And what you're saying is essentially the same thing I said. Each word, whether it's tick or tock, means one year, so tick-tock is year 1 and 2. Tock-tock is also year 1 and 2. It's not that complicated.
OEMs want annual refreshes. This provides that. Simple as that. Assuming no delays, there will be new releases every year just like Intel; the goals are the only difference.
The biggest change would definitely be transistors,fin FETs are not made like planar, it makes sense to minimise change on that kind of swap to increase the use and quality of simulations and prior validation data going forward, then since that point AMD were not competing much in the high end , Intel blew several rnd budgets on mobile spec devices and I don't mean just CPUs but associated mobile tech like modems.
But yes, I too would like gargantuan IGP-less parts rated for a million watts, coupled with a follow up to Skulltrail.
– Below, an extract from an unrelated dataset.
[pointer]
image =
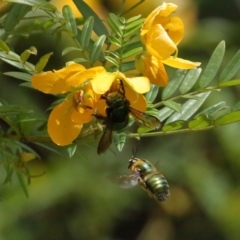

Or an EVGA SR-3...
Now in a couple of years when/if VR and the IoT revolution truly happens, we probably need as mich oomph as we can get our hands on. Maybe even homeservers will be a thing and everything we have will essentially be glorified terminals. That is not an unattractive thought actually.
Have cell phones gotten 25% better every year? TVs? Cars? Refrigerators?
No? A new one still costs as much as a new one did 5 years ago, right?
Quit acting so entitled. I guarantee you can't create a product and make it 25% better every year indefinitely because nobody can.
Some of us use our pc for more then forum debates and surfing.
Hurry with the Zen I say I'll be on it.